Something had to be done. About three Ubers came by to pick up people on the highway. Sadly, I wasn’t down to spend an extra $50 on my transportation to New York, a city that eats money ravenously. Luckily, a man with ’80s metal hair, the grossest sideburns I had ever seen, a denim jacket, and a black t-shirt with an offensive logo found out that there was a MetroLink Station about half a mile away from our random location on the highway. About twenty of us were convinced to walk with this guy to the Bridgeport MetroLink Station. Twenty people carrying luggage climbed over a highway overpass and ran down a steep hill to make it to the street. We walked as a mob toward the station and had a bonding experience. Turns out the guy sitting next to me who I wouldn’t have talked to on the ride otherwise was a pretty cool guy trying to get to New York to spend time with his girlfriend. After paying an extra $14 to take the train, the twenty of us made it to Grand Central Station at around 9 p.m., and we never saw each other again. Twenty of us share this story, but I called dibs on telling the internet about it. I’m also the only one who blew another $6 at a certain golden-arched fast food restaurant in Times Square with a homie that same night.
The immediate lesson of this story is that the reliability of buses is inconsistent. The trip back on a bus was perfect, with no problems. Another moral is that public transportation has its benefits. If I had been cruising the highway in my own lovely car, I would’ve been delayed further. Back home, I probably wouldn’t have been able to walk to a MetroLink station since we have like five in all of California.

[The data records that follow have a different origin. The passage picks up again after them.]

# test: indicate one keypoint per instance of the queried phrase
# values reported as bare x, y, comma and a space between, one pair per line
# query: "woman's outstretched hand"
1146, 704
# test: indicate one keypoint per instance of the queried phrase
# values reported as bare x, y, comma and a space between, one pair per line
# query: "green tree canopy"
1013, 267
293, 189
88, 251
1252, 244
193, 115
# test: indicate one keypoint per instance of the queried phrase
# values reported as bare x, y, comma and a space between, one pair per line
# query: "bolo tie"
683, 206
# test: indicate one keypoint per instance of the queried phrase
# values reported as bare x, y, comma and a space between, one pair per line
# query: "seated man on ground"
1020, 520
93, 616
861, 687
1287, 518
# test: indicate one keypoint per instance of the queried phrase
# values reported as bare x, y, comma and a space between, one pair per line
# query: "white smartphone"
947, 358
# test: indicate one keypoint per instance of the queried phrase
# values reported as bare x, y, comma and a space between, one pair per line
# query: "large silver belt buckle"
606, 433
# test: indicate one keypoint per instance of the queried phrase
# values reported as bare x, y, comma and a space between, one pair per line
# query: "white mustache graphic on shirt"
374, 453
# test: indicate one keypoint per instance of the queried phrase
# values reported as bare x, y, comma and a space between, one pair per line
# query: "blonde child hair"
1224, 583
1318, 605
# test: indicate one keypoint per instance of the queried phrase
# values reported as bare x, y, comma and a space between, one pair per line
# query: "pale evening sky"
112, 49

This story also convinces me that trips are dangerous. Anything that can happen will. Bad things do happen. Obviously, Tufts has its problems too. I agree that there are people like the bus driver who are lying to students about how ideal our community is. There is an aura of wealth here. A lot of people wouldn’t think twice about taking the Amtrak instead of the bus. You’ll find stuck-up, pretentious students that treat society like a toy at any higher institution. But, I want to clarify that the majority of wealthy students I have met here are not like that. For the most part, I really wouldn’t mind splitting an Uber with my peers to get to where we need to go. Anything that can happen will, and we will need to work together when inevitable issues arise. A majority of the student body wants to learn and grow here. We can work together to complete our individual journeys. We need to maintain peace while working to resolve these issues in order to sustain the pursuits of our journeys. I know there’s at least one Jumbo who’s strong enough to make it through a trip from hell. I’m sure you other people who are better than me could make it through one alright too.